Был у Воробушкина приятель Щелин Михаил Петрович, вместе учились, замечательный человек… впрочем, может, это не правда, а только такая шла замечательная молва> будто как-то летом за ужином на сон грядущий Щелин в варенце жука проглотил, и, сами понимаете, жука имея во чреве, был будто бы по этой самой причине, как жук, жудлив вечерами и особенно к теплой погоде. Об этом приятеле своем, о Щелине жудливом, в душной тоске своей вдруг вспомнил Павел Герасимович, вспомнил полученное от него письмо, и уцепился, как за свое единственное спасение, и в бессонный подутренний час решил про себя, воспользовавшись отпуском, бросить Дегтярную да в Качаны к Щелину.

«Вот уж месяц, как мы здесь, и так хорошо, что и в войну перестали верить…» — выговаривалось письмо щелинское, заманивая в Качаны, где никогда еще так не цвели поля, как в этом году.

И, решившись ехать, Воробушкин поверил приятелю и не только в цвет полевой, но и в безмятежие жития качановского.

«Нашелся-таки уголок, — думал Павел Герасимович, — есть место и среди пожара нашего, где про войну забыли!»

А потом спохватился:

«Да не шутит ли Михаил-то Петрович? Да и в самом деле, есть ли на русской земле хоть один человек, который о войне не помнит, и есть ли такое место на земле, где о войне не слышно, разве что на кладбище?»

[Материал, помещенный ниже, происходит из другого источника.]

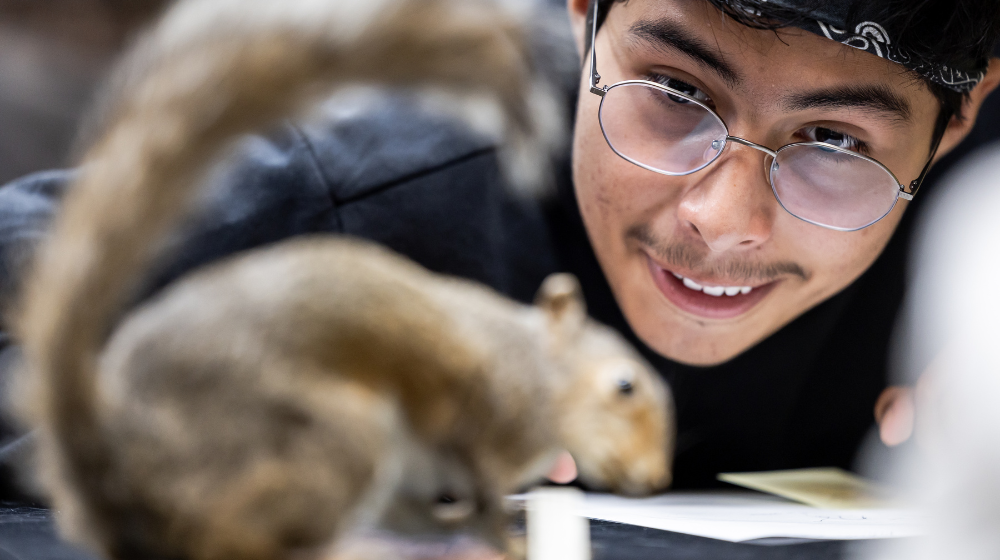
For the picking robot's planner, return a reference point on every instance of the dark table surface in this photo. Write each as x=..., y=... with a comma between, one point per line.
x=29, y=534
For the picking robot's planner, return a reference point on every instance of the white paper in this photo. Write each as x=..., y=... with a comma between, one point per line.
x=742, y=516
x=556, y=530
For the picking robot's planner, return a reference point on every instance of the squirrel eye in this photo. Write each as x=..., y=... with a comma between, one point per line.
x=446, y=499
x=625, y=387
x=452, y=509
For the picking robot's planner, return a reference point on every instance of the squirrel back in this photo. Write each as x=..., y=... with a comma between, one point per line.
x=210, y=71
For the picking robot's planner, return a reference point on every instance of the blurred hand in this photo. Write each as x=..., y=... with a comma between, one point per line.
x=895, y=412
x=564, y=471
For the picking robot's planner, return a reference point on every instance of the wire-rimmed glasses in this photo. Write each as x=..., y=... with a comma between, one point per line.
x=670, y=132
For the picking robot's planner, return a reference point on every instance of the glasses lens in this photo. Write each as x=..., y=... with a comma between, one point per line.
x=832, y=188
x=660, y=131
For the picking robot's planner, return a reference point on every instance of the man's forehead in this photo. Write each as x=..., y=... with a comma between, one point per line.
x=803, y=71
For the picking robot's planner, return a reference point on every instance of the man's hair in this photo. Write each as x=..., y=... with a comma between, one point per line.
x=958, y=34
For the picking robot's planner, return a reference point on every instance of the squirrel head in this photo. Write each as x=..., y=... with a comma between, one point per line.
x=614, y=412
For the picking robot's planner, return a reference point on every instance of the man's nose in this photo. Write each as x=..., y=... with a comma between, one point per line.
x=731, y=204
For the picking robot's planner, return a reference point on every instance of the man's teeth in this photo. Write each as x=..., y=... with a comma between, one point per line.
x=713, y=290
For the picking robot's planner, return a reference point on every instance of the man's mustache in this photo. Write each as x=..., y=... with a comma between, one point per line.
x=692, y=258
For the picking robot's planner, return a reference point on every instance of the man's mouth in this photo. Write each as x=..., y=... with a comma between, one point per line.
x=712, y=300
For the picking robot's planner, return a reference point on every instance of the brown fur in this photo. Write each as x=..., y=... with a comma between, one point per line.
x=270, y=402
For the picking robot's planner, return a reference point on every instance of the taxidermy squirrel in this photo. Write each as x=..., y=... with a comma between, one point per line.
x=270, y=403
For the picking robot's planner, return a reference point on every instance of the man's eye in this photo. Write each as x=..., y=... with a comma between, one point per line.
x=683, y=87
x=832, y=137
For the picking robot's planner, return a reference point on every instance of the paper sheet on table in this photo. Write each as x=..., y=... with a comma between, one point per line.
x=742, y=516
x=830, y=487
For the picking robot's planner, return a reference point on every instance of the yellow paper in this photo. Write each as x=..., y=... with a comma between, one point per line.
x=828, y=488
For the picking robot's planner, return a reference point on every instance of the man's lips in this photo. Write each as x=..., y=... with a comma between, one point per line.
x=731, y=301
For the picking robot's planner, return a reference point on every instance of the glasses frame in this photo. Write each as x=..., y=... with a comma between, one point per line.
x=601, y=91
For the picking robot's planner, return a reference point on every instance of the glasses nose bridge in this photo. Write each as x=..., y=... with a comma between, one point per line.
x=753, y=145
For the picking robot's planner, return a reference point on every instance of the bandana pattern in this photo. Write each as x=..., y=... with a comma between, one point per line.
x=871, y=37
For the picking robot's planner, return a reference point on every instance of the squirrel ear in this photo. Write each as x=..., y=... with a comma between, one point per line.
x=561, y=298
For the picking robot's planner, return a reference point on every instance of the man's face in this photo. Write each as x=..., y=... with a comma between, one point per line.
x=722, y=226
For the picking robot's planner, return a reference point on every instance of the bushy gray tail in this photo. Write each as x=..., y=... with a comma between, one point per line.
x=210, y=71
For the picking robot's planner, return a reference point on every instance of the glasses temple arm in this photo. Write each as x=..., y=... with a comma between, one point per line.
x=939, y=129
x=595, y=78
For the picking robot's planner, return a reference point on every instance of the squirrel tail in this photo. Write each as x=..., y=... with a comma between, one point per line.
x=210, y=71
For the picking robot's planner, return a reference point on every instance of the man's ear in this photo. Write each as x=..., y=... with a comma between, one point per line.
x=561, y=299
x=958, y=129
x=578, y=21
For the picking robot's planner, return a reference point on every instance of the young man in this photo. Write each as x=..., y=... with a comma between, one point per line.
x=730, y=186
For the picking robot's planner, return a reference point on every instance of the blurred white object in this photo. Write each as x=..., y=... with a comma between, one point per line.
x=953, y=323
x=556, y=529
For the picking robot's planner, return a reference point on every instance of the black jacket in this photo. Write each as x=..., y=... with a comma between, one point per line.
x=803, y=397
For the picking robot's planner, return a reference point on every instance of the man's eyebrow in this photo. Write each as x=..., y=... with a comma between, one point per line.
x=668, y=34
x=873, y=98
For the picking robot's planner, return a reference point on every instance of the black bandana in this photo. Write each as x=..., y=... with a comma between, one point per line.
x=862, y=33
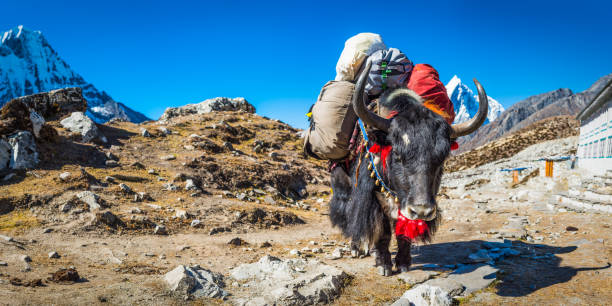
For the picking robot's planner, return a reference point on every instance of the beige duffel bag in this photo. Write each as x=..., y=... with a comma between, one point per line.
x=332, y=122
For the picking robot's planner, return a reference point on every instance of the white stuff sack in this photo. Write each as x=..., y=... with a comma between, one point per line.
x=355, y=51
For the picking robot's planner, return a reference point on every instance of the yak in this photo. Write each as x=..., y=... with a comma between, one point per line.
x=420, y=142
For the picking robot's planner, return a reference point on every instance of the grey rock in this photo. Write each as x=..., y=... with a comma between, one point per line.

И, отчаявшись в сне, под звон железа, досадовал:

«Ишь, куда заманивает!»

Но скоро и передосадовал.

Щелин, кроме того, что жундел, т. е. был невообразимо говорлив, Щелин еще и чудил: ведь это он построил у себя, в качановском саду, капкан вроде такой калитки вертящейся — как попадешь, а попадешь непременно, потому что уж очень у заманчивого места в уединении воздвигнута была эта самая калитка, и уж сколько ни бейся, а без посторонней помощи, а стало быть, и огласки, нипочем не выскочишь! Конечно, чудак, и обижаться, досадовать — просто грешно.